In another incident, a woman with three children who also stays in Ha-Tsolo was found in a depressing situation in one of the rented houses.
The woman is one of thousands who lost their jobs in the textile factories in the aftermath of the Covid-19 pandemic and her husband has since left for South Africa to look for a job.
The husband, Mohlakeng said, has not called and the woman says she does not know where he is in South Africa.
The husband had also lost his job in one of the factories in the Thetsane Industrial Area.
The woman’s first child, a nine-year-old girl, does not attend school because the mother says she does not have shoes.

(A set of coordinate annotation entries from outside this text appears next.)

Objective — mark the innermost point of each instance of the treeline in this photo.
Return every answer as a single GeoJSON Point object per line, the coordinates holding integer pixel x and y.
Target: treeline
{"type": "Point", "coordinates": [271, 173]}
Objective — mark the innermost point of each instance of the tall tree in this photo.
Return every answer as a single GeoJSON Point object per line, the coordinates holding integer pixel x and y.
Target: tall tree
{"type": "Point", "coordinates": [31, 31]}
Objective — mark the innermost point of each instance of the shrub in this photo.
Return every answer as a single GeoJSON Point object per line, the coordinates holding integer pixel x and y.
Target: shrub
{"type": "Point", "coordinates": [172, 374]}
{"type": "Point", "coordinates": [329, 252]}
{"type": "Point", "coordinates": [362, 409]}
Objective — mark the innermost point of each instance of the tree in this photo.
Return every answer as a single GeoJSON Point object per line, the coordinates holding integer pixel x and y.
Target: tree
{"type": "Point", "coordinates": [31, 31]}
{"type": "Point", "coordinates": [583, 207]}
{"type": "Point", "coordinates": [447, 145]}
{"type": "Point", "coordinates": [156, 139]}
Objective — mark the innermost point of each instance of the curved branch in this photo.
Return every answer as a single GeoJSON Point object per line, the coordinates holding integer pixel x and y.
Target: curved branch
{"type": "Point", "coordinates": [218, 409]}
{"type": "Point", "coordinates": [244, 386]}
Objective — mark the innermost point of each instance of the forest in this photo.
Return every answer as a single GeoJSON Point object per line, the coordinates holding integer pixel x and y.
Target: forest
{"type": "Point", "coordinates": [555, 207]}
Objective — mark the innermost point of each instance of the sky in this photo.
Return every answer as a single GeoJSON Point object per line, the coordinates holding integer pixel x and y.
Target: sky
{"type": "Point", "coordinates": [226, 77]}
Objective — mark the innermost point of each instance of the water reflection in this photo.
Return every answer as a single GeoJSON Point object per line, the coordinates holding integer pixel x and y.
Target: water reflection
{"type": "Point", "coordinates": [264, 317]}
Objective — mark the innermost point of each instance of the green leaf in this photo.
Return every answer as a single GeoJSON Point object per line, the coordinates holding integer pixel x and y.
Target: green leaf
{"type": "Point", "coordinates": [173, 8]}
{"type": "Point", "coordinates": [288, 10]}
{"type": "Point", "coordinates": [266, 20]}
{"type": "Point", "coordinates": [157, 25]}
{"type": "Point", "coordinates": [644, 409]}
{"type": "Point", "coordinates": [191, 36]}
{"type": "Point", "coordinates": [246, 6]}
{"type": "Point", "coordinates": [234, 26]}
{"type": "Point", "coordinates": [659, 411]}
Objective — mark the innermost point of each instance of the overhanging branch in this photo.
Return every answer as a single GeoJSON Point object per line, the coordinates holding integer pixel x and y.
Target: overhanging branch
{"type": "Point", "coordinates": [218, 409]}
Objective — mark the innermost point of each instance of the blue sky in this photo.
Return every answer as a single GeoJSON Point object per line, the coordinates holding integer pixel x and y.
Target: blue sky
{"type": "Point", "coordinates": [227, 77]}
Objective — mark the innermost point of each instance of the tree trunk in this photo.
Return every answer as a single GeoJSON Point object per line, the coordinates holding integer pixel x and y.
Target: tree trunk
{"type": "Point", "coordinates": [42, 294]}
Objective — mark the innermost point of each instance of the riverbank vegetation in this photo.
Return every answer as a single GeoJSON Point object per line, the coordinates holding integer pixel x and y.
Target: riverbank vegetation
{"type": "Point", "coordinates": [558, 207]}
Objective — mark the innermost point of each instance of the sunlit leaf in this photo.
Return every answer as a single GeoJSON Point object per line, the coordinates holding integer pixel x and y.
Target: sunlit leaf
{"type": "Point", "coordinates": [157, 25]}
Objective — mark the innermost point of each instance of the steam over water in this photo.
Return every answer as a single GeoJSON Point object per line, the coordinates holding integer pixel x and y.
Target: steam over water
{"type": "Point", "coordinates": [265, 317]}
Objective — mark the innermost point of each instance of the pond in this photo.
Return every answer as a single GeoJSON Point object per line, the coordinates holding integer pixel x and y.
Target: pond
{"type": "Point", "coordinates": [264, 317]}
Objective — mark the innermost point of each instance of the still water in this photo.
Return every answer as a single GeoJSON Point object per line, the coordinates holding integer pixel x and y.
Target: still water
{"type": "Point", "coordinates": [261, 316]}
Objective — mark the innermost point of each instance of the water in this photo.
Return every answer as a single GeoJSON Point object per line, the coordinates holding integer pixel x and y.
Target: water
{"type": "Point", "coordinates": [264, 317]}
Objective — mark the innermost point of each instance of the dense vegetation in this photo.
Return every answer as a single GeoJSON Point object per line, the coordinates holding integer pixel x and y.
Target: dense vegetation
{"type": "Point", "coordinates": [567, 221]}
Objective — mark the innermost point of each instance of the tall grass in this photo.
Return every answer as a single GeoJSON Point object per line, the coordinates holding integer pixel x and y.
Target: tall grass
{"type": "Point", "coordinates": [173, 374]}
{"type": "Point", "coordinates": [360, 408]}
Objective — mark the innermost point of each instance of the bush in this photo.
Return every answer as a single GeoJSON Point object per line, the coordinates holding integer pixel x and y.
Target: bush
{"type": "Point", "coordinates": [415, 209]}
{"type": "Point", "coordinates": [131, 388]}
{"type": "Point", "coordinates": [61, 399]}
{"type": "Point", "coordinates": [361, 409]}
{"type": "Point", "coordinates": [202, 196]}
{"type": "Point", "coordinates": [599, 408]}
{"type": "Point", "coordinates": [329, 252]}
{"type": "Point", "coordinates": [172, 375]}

The second one, a three-year-old, waits at a nearby tuckshop asking for handouts from strangers.
The last one, a one-year-old, is permanently on her mother’s back because she cannot walk by herself because of malnutrition.
Former First Lady ’Maesaiah Thabane and a local businessman bought groceries for the two families on Monday.
The malnourished one-year-old child has since been sent to the local clinic for medical help.
Nkaku Kabi, the All Basotho Convention (ABC) leader, said the biting poverty that is wreaking havoc in the country should not be solely blamed on Prime Minister Sam Matekane.
He said it is the responsibility of everyone to work hard and wage war against hunger and poverty.
“Some people take this as a joke and want to shift blame to the Prime Minister only,” Kabi said.
“This is wrong on all fronts,” he said.
Kabi said Matekane should not be left to fight poverty on his own.
“Everyone should feel obliged to have a significant role to resuscitate the economy,” he said.
“What has transpired in Ha-Tsolo is a living example of how Basotho are suffering.”